Tax Reform Could Mean Trouble for Local Historic Renovation Projects
Although it is hard to predict what exactly will come out of the current push by House and Senate Republicans to overhaul the federal tax code, local developers and historic preservationists are raising the alarm about one proposed change that could have a big impact on future redevelopment projects.
The first draft of the legislation calls for the repeal of the Federal Historic Preservation Tax Credit (FHTC), a tool used, since it was first written into the tax code in 1978, to facilitate the renovation of historic buildings. In Ohio, additional state tax credits are often used in tandem with the federal credits.
“It would really change the math, and put a significant freeze on new historic preservation projects,” said Michael Tomko, a developer who has applied for state and federal credits to renovate a pair of historic buildings on East Broad Street Downtown. “It’s a program that tends to have a good return on investment and is a real catalyst to push older buildings from vacancy to redevelopment.”
He added that the uncertainty around the federal credits could result in more projects moving forward in the short-term, with developers hoping to get buildings covered by the program before it goes away.
Columbus Landmarks Foundation has been sending out advocacy alerts to members, urging them to contact Senator Rob Portman and express support for the tax credits.
“More than 500 historic buildings in Central Ohio have been rehabilitated utilizing the FHTC, including the recent LeVeque Tower renovation,” said Becky West, Executive Director of Columbus Landmarks. “Without the Federal Historic Tax Credit, preservation of historic buildings will stall, curtailing revitalization and economic vitality in our community.”
Nationwide, preservationists estimate a return of $1.20 to the economy for every dollar in tax credits awarded. Columbus Landmarks puts the impact of the state credits even higher, with a return of $6.20 for every dollar.
West is concerned that the state credits could be cut if the federal credits go away, especially given the fact that the Ohio Senate proposed suspending the program in 2015.

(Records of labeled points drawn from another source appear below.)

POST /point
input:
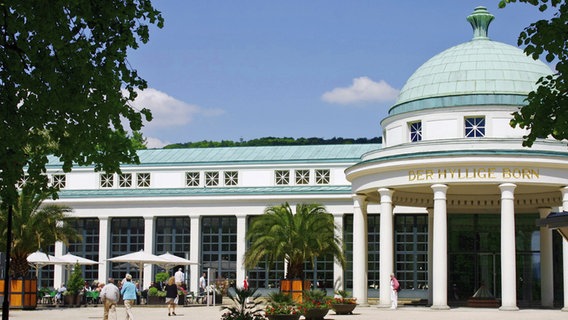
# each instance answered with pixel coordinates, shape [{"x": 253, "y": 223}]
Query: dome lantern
[{"x": 480, "y": 20}]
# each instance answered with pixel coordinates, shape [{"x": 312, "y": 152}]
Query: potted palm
[
  {"x": 281, "y": 306},
  {"x": 315, "y": 304},
  {"x": 74, "y": 287},
  {"x": 342, "y": 303},
  {"x": 244, "y": 306},
  {"x": 280, "y": 234},
  {"x": 34, "y": 227}
]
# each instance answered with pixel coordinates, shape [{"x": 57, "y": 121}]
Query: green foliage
[
  {"x": 244, "y": 306},
  {"x": 546, "y": 113},
  {"x": 272, "y": 141},
  {"x": 35, "y": 227},
  {"x": 279, "y": 234},
  {"x": 66, "y": 86},
  {"x": 138, "y": 141},
  {"x": 162, "y": 276},
  {"x": 314, "y": 299},
  {"x": 76, "y": 281}
]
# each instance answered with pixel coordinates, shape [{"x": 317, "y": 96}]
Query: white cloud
[
  {"x": 152, "y": 143},
  {"x": 169, "y": 116},
  {"x": 362, "y": 90},
  {"x": 168, "y": 111}
]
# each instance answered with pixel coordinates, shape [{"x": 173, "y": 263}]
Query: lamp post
[{"x": 6, "y": 302}]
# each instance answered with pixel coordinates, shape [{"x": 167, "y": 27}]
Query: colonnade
[{"x": 437, "y": 249}]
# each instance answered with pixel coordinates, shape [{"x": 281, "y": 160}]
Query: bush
[{"x": 76, "y": 281}]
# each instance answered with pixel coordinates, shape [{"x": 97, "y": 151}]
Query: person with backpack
[{"x": 395, "y": 288}]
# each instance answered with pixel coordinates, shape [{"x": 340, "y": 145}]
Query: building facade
[{"x": 448, "y": 202}]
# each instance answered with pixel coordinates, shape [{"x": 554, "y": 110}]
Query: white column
[
  {"x": 338, "y": 272},
  {"x": 440, "y": 251},
  {"x": 508, "y": 250},
  {"x": 386, "y": 245},
  {"x": 241, "y": 248},
  {"x": 148, "y": 247},
  {"x": 430, "y": 253},
  {"x": 104, "y": 240},
  {"x": 360, "y": 249},
  {"x": 59, "y": 270},
  {"x": 546, "y": 269},
  {"x": 565, "y": 251},
  {"x": 195, "y": 237}
]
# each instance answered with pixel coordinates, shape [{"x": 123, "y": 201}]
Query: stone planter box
[
  {"x": 315, "y": 314},
  {"x": 156, "y": 300},
  {"x": 343, "y": 308},
  {"x": 283, "y": 317}
]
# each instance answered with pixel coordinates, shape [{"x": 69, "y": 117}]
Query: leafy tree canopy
[
  {"x": 546, "y": 112},
  {"x": 65, "y": 85},
  {"x": 272, "y": 141}
]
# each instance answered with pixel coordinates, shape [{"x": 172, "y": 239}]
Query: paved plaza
[{"x": 360, "y": 313}]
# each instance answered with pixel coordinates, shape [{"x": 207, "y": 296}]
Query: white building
[{"x": 448, "y": 202}]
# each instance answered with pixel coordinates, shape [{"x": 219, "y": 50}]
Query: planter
[
  {"x": 156, "y": 300},
  {"x": 72, "y": 300},
  {"x": 283, "y": 316},
  {"x": 315, "y": 314},
  {"x": 343, "y": 308}
]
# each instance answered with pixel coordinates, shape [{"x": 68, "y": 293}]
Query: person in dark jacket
[{"x": 171, "y": 296}]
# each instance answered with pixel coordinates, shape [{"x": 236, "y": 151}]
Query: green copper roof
[
  {"x": 249, "y": 155},
  {"x": 495, "y": 70}
]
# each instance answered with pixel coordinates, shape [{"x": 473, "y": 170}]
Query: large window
[
  {"x": 127, "y": 236},
  {"x": 415, "y": 129},
  {"x": 219, "y": 245},
  {"x": 173, "y": 236},
  {"x": 474, "y": 127},
  {"x": 411, "y": 243},
  {"x": 88, "y": 247}
]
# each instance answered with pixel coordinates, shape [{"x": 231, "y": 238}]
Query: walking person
[
  {"x": 180, "y": 277},
  {"x": 202, "y": 287},
  {"x": 171, "y": 296},
  {"x": 395, "y": 286},
  {"x": 128, "y": 292},
  {"x": 110, "y": 294}
]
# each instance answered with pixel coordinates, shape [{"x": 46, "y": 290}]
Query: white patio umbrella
[
  {"x": 139, "y": 259},
  {"x": 173, "y": 260},
  {"x": 72, "y": 259},
  {"x": 38, "y": 260}
]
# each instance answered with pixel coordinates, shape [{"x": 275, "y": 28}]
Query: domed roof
[{"x": 477, "y": 72}]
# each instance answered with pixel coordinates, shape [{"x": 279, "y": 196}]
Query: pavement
[{"x": 198, "y": 312}]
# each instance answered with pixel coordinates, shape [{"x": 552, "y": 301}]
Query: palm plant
[
  {"x": 34, "y": 227},
  {"x": 245, "y": 306},
  {"x": 279, "y": 235}
]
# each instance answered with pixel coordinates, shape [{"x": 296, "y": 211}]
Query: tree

“At a minimum, the state program will be severely weakened if the federal HTC is eliminated because the two are frequently utilized together to accomplish these projects,” she added.
The current tax proposal does retain the Lower Income Housing Tax Credit program, which is meant to encourage the building of affordable housing, although the possibility of a reduction in the corporate tax rate has already weakened the market for those credits.